Biçimle Beliy kadar uğraşan yazar sayısı pek azdır. Glossa (dil) ve lasso (konuşma) sözleriyle oluşturulmuş Glossolalia ismini taşıyan şiir kitabında, ses üzerine bir düzyazı şiir yazmıştı. “Düz yazıda ritmi ilke kabul etmesi; dilsel ve sessel kurallar da çok çeşitlilik ve farklılık; noktalama işaretlerinin, özellikle “ve”, noktalı virgül, iki nokta üst üste ve tirenin (-) alışılmadık biçimde kullanılması; çok karmaşık tümce kuruluşları; sözcüklerin geleneksel yapısını değiştirme; ritim adına sözcükler üzerinde beklenmedik vurgu bölünmeleri; gramer kurallarına aykırılık” Beliy üslubunun kendine özgü özellikleriydi. Kısacası Beliy, bir metinde sesin, sözün, renklerin sessel ve imgesel anlamları olduğunu, biçim ve içeriğin birbirinden ayrılmaz bir bütünlük oluşturduğunu savunuyor ve bu bütünlüğü yakalamaya çalışıyordu.
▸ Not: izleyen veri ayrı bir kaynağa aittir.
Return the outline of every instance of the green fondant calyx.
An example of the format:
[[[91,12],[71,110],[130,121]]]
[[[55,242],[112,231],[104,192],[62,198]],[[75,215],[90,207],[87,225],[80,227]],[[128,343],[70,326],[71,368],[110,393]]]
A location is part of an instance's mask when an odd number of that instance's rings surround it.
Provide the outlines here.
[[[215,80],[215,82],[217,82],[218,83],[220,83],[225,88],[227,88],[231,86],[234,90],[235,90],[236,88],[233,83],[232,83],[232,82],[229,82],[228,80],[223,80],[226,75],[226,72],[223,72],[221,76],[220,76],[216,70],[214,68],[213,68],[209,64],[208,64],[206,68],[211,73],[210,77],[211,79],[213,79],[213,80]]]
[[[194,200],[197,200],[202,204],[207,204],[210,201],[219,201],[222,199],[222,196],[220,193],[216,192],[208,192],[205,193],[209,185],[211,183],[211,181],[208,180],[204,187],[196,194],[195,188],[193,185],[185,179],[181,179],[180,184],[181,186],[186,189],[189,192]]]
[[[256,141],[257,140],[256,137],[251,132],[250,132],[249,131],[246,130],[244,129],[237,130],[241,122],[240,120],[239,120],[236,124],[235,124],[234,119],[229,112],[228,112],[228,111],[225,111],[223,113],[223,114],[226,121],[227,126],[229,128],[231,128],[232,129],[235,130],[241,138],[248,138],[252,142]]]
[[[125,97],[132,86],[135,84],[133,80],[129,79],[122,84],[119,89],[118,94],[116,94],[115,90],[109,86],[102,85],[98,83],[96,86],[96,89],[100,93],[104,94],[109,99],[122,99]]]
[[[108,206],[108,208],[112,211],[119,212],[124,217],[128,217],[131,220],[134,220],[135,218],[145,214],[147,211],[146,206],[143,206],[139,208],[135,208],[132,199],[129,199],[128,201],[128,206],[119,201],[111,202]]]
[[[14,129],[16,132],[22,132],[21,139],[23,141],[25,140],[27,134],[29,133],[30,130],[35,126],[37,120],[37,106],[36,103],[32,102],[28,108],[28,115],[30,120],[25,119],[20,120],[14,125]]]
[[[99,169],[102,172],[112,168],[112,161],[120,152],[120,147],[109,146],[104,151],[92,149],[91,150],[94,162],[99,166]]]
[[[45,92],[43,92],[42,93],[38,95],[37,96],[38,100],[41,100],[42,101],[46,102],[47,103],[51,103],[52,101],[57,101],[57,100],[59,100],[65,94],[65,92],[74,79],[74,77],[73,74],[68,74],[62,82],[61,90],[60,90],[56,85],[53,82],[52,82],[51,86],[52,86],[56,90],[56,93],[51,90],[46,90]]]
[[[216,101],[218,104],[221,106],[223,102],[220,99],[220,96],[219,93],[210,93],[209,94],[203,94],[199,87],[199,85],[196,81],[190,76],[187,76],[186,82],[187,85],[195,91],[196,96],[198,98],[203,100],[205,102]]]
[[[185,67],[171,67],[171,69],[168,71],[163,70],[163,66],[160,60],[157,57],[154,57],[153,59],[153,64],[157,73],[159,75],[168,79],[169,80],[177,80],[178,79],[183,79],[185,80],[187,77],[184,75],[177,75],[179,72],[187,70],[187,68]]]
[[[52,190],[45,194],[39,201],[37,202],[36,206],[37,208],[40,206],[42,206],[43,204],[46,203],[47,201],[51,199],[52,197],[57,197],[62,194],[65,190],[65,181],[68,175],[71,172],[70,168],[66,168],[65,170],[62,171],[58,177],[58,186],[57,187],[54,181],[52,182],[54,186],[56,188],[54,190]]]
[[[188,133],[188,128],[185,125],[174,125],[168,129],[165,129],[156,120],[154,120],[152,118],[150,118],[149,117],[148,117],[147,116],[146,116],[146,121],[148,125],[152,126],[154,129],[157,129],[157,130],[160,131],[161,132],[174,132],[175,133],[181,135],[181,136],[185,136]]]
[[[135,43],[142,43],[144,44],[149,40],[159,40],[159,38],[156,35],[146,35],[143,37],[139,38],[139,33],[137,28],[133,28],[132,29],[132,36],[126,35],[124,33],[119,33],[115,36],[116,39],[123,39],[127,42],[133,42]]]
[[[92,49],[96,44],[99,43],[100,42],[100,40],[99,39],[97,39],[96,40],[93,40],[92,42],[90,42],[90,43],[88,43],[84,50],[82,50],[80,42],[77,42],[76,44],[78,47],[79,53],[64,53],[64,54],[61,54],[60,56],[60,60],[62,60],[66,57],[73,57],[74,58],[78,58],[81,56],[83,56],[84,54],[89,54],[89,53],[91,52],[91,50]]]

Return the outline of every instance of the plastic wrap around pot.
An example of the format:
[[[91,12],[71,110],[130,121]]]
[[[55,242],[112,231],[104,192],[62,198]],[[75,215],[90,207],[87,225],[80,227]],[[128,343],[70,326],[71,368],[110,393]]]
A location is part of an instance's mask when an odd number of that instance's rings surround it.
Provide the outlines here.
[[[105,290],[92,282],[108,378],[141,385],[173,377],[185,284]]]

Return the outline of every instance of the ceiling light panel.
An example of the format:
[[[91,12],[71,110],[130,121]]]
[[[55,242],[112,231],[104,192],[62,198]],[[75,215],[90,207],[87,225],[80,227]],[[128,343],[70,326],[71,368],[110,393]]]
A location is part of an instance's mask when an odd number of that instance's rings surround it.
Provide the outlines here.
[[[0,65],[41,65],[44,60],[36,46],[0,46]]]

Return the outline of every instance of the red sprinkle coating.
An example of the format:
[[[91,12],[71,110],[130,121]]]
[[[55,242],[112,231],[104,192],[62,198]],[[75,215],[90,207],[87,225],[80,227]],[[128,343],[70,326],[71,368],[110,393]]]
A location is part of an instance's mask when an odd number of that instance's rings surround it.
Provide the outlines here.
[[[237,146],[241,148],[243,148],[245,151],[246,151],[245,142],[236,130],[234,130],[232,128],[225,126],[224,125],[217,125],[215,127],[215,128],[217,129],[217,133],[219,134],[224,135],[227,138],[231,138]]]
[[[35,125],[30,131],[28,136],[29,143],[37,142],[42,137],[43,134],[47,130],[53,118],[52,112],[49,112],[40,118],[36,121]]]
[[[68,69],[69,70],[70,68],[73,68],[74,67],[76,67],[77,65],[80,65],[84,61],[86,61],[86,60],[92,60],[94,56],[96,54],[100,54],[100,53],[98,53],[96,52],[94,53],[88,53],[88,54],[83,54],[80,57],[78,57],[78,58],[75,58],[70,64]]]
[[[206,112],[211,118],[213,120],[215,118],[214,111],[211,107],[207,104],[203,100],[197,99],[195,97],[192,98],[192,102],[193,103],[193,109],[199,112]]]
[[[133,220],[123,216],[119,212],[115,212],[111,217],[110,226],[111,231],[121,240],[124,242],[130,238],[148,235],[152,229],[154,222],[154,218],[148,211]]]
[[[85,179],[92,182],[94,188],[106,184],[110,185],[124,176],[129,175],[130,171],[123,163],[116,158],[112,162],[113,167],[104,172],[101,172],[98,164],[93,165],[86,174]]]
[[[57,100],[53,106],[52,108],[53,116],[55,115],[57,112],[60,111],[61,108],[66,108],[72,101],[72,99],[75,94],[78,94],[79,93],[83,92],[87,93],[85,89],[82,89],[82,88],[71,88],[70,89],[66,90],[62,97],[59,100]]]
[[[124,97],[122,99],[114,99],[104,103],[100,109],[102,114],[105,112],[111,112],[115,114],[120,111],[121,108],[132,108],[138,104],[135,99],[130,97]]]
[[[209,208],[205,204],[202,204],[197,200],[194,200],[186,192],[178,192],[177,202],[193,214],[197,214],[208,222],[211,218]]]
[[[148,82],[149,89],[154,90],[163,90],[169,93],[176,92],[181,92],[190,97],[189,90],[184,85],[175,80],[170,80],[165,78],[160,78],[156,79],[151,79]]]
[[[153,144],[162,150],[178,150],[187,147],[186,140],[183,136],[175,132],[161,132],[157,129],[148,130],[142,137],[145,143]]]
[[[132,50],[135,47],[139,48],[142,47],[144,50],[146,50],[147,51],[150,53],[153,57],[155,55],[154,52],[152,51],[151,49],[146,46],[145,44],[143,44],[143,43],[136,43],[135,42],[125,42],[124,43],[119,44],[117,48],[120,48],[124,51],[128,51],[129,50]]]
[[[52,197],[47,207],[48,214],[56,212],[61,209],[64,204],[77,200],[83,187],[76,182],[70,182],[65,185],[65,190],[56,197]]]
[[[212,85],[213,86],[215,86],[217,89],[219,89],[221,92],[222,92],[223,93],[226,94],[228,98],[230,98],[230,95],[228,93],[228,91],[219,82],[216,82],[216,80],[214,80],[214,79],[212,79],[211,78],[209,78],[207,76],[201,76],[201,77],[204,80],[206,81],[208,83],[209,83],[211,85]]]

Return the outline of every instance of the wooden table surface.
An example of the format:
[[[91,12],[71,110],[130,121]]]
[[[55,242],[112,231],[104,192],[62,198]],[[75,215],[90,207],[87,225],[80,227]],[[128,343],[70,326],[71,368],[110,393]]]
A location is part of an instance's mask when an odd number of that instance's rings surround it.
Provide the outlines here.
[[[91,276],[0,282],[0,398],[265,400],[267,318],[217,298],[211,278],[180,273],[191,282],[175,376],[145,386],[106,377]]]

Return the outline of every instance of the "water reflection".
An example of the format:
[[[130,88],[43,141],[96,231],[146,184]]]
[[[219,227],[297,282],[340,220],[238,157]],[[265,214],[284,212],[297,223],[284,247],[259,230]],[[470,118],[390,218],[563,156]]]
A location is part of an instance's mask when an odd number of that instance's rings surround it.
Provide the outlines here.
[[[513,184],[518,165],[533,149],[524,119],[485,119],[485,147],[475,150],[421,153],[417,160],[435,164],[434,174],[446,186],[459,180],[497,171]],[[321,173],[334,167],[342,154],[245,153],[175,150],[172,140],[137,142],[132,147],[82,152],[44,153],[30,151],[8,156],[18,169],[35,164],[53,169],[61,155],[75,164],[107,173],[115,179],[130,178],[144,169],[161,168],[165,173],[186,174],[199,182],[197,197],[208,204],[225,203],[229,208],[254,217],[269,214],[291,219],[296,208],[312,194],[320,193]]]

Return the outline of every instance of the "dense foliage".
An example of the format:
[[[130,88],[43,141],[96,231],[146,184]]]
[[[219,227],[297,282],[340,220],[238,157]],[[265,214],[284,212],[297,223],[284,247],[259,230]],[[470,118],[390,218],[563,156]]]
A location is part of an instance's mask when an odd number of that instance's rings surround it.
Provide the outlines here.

Klasik anlatım geleneğinden erken bir kopuşa karşılık gelmesine rağmen, Rus edebiyatını bilenler Beliy’in gelenekle yeni arasında kurduğu organik birlikteliği hemen fark edecekler. Kişilerini Gogol, Dostovyevski, Tolstoy gibi hem iç hem dış dünyalarıyla birlikte canlandırması, güçlü mekân ve doğa tasvirleri, canlı ve anlatımı güçlü diyaloglar... Üsluba geldiğimizde ise Puşkin etkisinden söz edeceğiz. “Lirizmiyle insanı büyüleyen eşsiz doğa betimleri özellikle dikkate değer. Tekdüze, uçsuz bucaksız Rusya ovaları, koşan yollar, çimen dalgaları, alevli günbatımları”...
Dört senfoni
Senfoniler kitabında Beliy’in anlatım arayışını temsil eden dört senfonisi yer alıyor; “Kuzey Senfonisi”, “Dramatik Senfoni”, “Dönüş”, “Tipiler Kadehi”...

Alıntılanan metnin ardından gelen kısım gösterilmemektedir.